Où en est ce dossier ?
L’article intitulé « Harcèlement, complicité, école de la honte » relate les événements qui ont secoué l’École nationale supérieure d’architecture de Montpellier (ENSAM) le 27 octobre 2020. Les étudiants ont découvert des tags et les noms de quatre de leurs professeurs affichés sur les murs de l’établissement. 170 d’entre eux avaient déjà publié une lettre ouverte dénonçant un climat de tension et un environnement de travail perturbé par un silence écrasant, entravant leur apprentissage.
Les enseignants aussi étaient confrontés à une situation difficile : abus, excès de pouvoir, non-renouvellement de contrats et procédures de recrutement non conformes. Certains ont saisi le tribunal administratif pour contester les décisions du directeur, qui avait mis fin à des contrats signés par le ministère de la culture. Parallèlement à ces procédures administratives, six enseignants ont engagé des poursuites judiciaires pour des allégations de harcèlement moral et sexuel.
François Brion, enseignant accusé de mainmise sur l’établissement, est renvoyé devant le tribunal correctionnel pour harcèlement moral. Cependant, il nie les accusations et n’a pas encore reçu de citation à comparaître. Un audit sur les risques psychosociaux, commandé en 2019 par le ministère de la culture, a révélé des attitudes hostiles, des violences verbales récurrentes, des propos sexistes et des comportements à connotation sexuelle au sein de l’école.
L’ancien directeur de l’établissement, Alain Derey, est également impliqué dans des accusations de harcèlement moral et sexuel. Il avait quitté son poste pour devenir directeur de la librairie Sauramps à Montpellier. Une directrice provisoire a été nommée par le ministère pour apaiser les tensions.
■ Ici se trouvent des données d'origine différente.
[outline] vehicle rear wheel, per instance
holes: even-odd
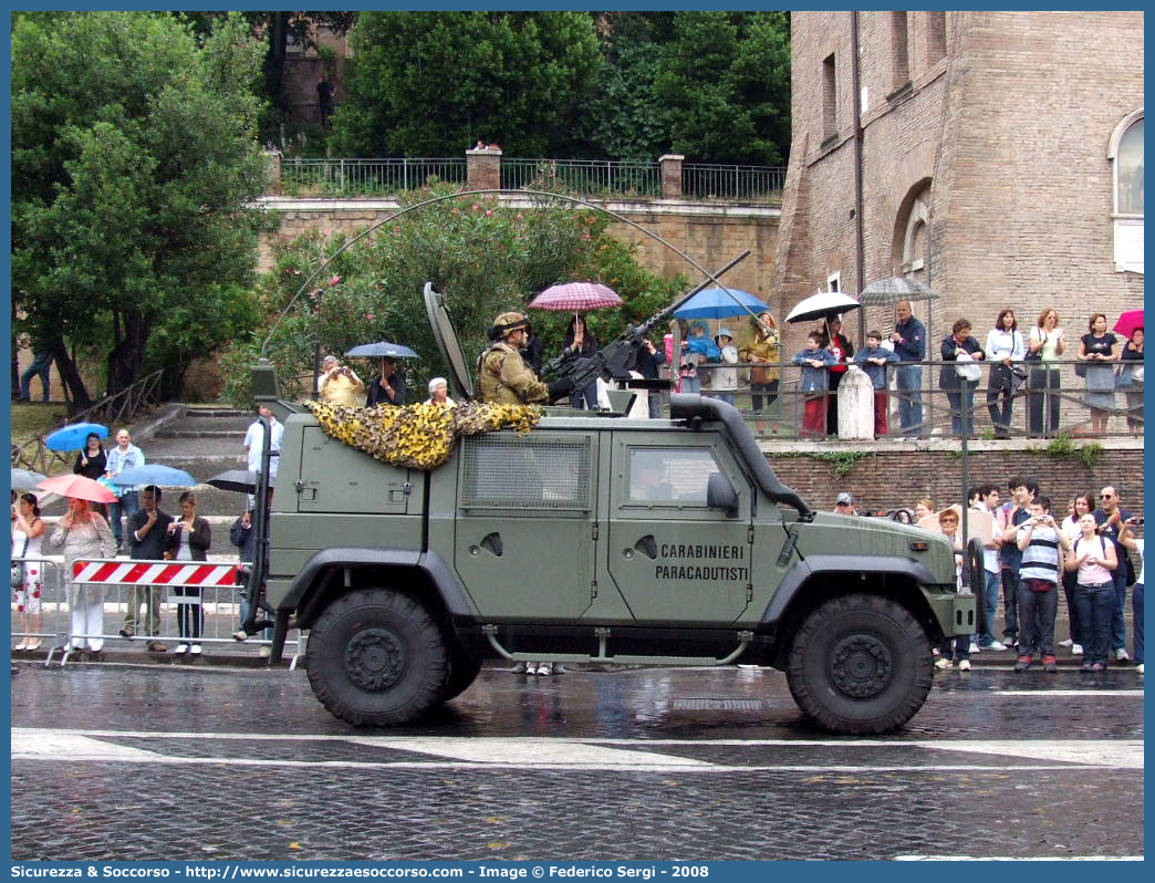
[[[835,598],[795,635],[787,682],[798,707],[834,733],[887,733],[910,720],[933,680],[930,644],[901,604]]]
[[[356,727],[408,724],[441,697],[448,651],[420,601],[388,588],[330,603],[310,632],[308,682],[334,715]]]

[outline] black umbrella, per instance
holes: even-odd
[[[345,355],[368,356],[371,358],[381,356],[388,356],[389,358],[417,358],[417,354],[409,349],[409,347],[403,347],[400,343],[390,343],[387,340],[379,340],[375,343],[362,343],[359,347],[346,350]]]
[[[241,494],[256,494],[256,473],[251,469],[229,469],[214,475],[206,484],[221,490],[236,490]]]

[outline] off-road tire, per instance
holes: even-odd
[[[445,689],[441,691],[441,702],[449,702],[449,699],[465,692],[480,674],[483,662],[485,662],[485,653],[479,646],[455,643],[450,658],[449,680],[446,681]]]
[[[316,698],[355,727],[416,720],[440,700],[449,677],[437,621],[420,601],[389,588],[333,601],[313,624],[305,660]]]
[[[923,628],[889,599],[832,599],[803,621],[787,660],[798,707],[834,733],[888,733],[926,700],[933,671]]]

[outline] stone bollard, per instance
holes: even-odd
[[[848,365],[839,384],[839,438],[874,438],[874,385],[858,365]]]

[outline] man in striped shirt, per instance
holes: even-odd
[[[1071,548],[1067,537],[1051,518],[1051,500],[1036,494],[1030,517],[1015,536],[1022,552],[1019,565],[1019,659],[1015,671],[1030,668],[1037,650],[1044,671],[1057,671],[1055,663],[1055,615],[1059,609],[1058,585],[1063,558]]]

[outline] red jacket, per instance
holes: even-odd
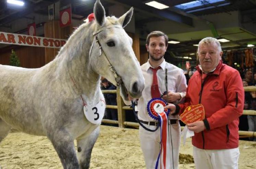
[[[244,98],[239,72],[221,61],[213,72],[203,74],[203,77],[198,66],[197,69],[189,80],[185,103],[179,105],[180,114],[188,106],[198,104],[200,97],[204,105],[206,129],[195,133],[192,144],[208,150],[238,147],[239,117]]]

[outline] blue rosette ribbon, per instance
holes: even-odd
[[[165,109],[164,107],[167,102],[161,98],[153,98],[148,103],[147,107],[148,115],[153,119],[158,120],[160,123],[161,133],[160,148],[157,160],[156,163],[155,169],[171,168],[171,153],[169,145],[168,116],[170,109]]]

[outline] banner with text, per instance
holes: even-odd
[[[0,43],[60,48],[66,43],[66,41],[65,39],[54,39],[0,32]]]

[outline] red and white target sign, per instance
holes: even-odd
[[[71,25],[71,7],[66,8],[60,11],[60,26],[65,27]]]
[[[31,36],[36,35],[36,24],[33,23],[27,26],[27,34]]]

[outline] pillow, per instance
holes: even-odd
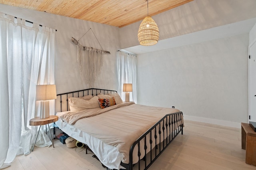
[[[115,105],[116,101],[114,97],[108,99],[98,99],[100,108],[104,109],[109,106]]]
[[[89,100],[92,98],[93,96],[92,95],[85,96],[83,97],[69,97],[68,98],[68,100],[69,100],[70,98],[78,98],[78,99],[83,99],[84,100]]]
[[[69,108],[71,111],[77,111],[100,107],[98,99],[97,96],[94,96],[89,100],[77,98],[70,98],[68,100]]]
[[[114,97],[115,98],[115,100],[116,101],[116,104],[121,104],[124,103],[124,102],[123,102],[121,97],[120,97],[120,96],[119,96],[119,94],[118,93],[116,93],[114,94],[112,93],[109,93],[108,94],[110,96]]]
[[[112,97],[114,97],[115,98],[115,101],[116,104],[119,104],[123,103],[123,101],[121,98],[121,97],[119,96],[118,93],[116,93],[115,94],[109,93],[108,94],[103,94],[100,93],[99,93],[97,96],[100,99],[109,99]]]
[[[83,96],[80,98],[84,99],[84,100],[88,100],[92,98],[93,97],[93,96],[92,96],[92,95],[90,94],[90,95],[85,96]]]

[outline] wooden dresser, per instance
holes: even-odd
[[[245,163],[256,166],[256,132],[248,123],[241,123],[242,149],[246,150]]]

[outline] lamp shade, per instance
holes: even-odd
[[[140,25],[138,39],[142,45],[152,45],[156,44],[159,38],[159,30],[155,21],[151,17],[146,16]]]
[[[123,92],[132,92],[132,84],[127,83],[124,84],[124,86],[123,87]]]
[[[36,100],[47,100],[56,98],[55,84],[36,85]]]

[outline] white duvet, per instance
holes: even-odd
[[[113,106],[103,109],[87,109],[77,113],[60,113],[57,115],[62,121],[58,123],[60,123],[60,128],[62,130],[65,132],[63,129],[64,125],[71,127],[69,128],[71,128],[70,133],[72,135],[65,132],[76,140],[82,139],[84,141],[79,141],[87,144],[102,164],[110,168],[117,169],[120,168],[121,161],[124,163],[129,163],[130,149],[136,139],[166,114],[180,111],[175,109],[146,106],[134,103],[126,103]],[[92,111],[92,109],[94,109],[93,111]],[[83,116],[83,114],[86,116]],[[76,117],[76,120],[70,117]],[[77,117],[83,118],[76,119]],[[183,117],[181,117],[181,120],[178,123],[174,124],[171,130],[173,131],[178,126],[183,124]],[[70,124],[74,122],[75,123],[71,125]],[[168,131],[168,128],[167,129]],[[158,129],[157,131],[158,131]],[[74,135],[75,133],[76,135]],[[156,141],[158,144],[160,142],[159,134],[157,133],[156,135],[158,136]],[[154,134],[152,135],[154,135]],[[161,142],[164,139],[163,135],[162,133]],[[152,139],[153,144],[155,144],[154,138]],[[143,144],[140,145],[142,155],[140,158],[142,158],[145,153],[144,141],[141,143]],[[149,142],[147,141],[147,143],[149,143]],[[147,152],[149,151],[150,147],[148,148]],[[134,154],[133,154],[134,164],[138,161],[136,150],[138,147],[135,149]]]

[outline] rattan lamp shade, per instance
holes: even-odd
[[[157,43],[159,38],[159,30],[156,23],[151,17],[146,17],[140,25],[138,39],[142,45],[152,45]]]

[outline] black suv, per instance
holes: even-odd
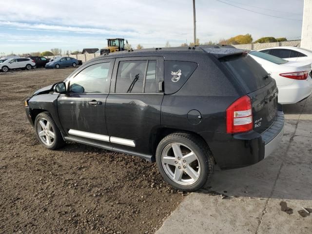
[[[42,56],[27,56],[27,58],[30,58],[35,61],[37,67],[44,67],[45,64],[50,60],[50,58]]]
[[[40,142],[72,141],[157,163],[184,191],[275,149],[284,114],[275,80],[248,53],[218,46],[110,54],[36,91],[26,112]]]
Après une année d’enquête préliminaire, le dossier est en cours de préparation pour le procès. Me Sébastien Etcheverrigaray, avocat défendant trois enseignants et victimes présumées de l’école, a confirmé que la date du procès n’a pas encore été fixée. L’article met en lumière les accusations de harcèlement, de complicité et les problèmes qui ont ébranlé l’ENSAM, reflétant les difficultés rencontrées par les étudiants et les enseignants dans cet environnement d’apprentissage.